这回复的确是典韦的风格。阿楚想了想,总觉得不够,还是道:“算了,终归是当面问一句为好。”

她说着,拢了拢斗篷,也不管外面小雪,拉开门走了出去。

细雪纷纷扬扬地落下来,在连帽斗篷上散碎地撒下大片,像是倒错的红梅白雪,衬得那张白皙的侧脸愈发无情动人。

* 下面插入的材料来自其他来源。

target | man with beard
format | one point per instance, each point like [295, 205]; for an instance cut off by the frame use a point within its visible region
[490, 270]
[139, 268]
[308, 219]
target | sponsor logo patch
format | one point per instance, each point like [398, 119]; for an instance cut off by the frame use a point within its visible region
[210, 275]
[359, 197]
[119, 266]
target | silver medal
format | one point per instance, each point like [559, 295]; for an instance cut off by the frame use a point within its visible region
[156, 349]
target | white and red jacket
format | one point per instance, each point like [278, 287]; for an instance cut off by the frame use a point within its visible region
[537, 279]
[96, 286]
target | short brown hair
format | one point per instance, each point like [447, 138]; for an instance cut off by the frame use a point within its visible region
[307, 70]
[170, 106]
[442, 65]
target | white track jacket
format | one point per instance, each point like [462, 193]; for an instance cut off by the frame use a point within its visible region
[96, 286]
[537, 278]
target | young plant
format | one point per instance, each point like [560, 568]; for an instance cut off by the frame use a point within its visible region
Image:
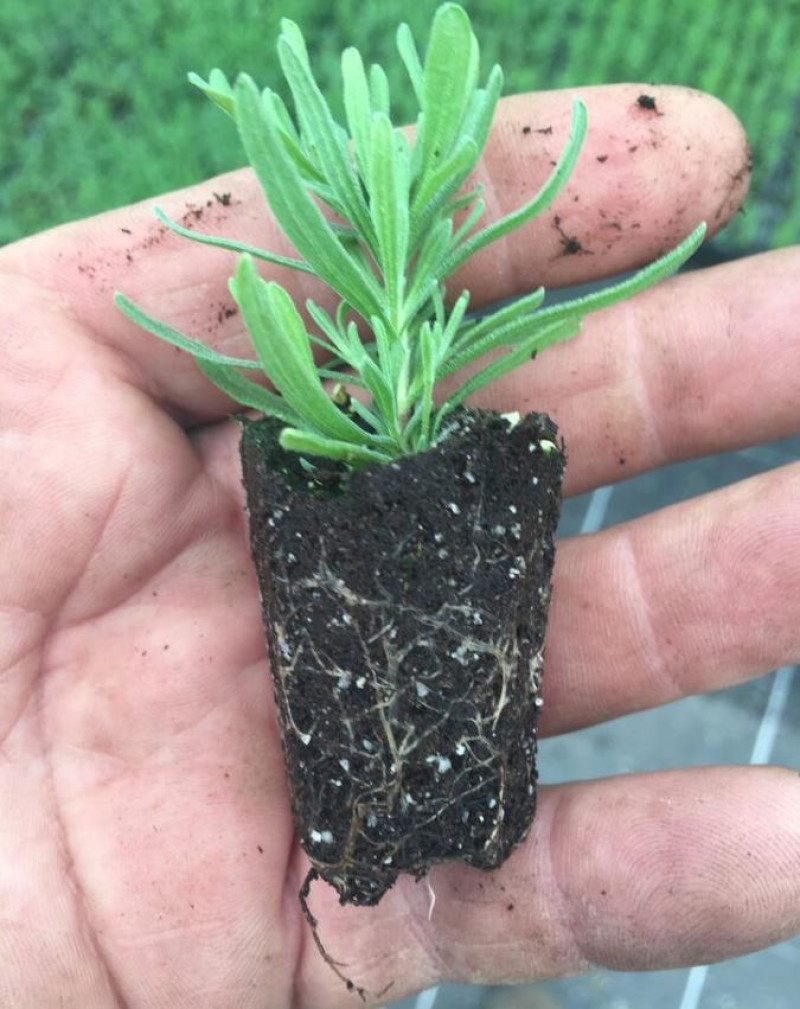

郭嘉从小窗向外望,遥遥看着她的背影消失在拐角处。他的指关节不自觉动了一动,还带着少女温度的左手摸上了胸口,微不可闻地叹了一声。

怎么回事……他到底是什么时候动的心思?

来时雪小,从郭嘉书房里出来时,雪势渐大。别院里的仆役不多,此时大约都在屋内,阿楚寻了一阵,才摸索着走到了典韦练戟的院子。她简单地把问题向典韦重新复述了一遍,得到的回答果不其然与郭嘉所说一致。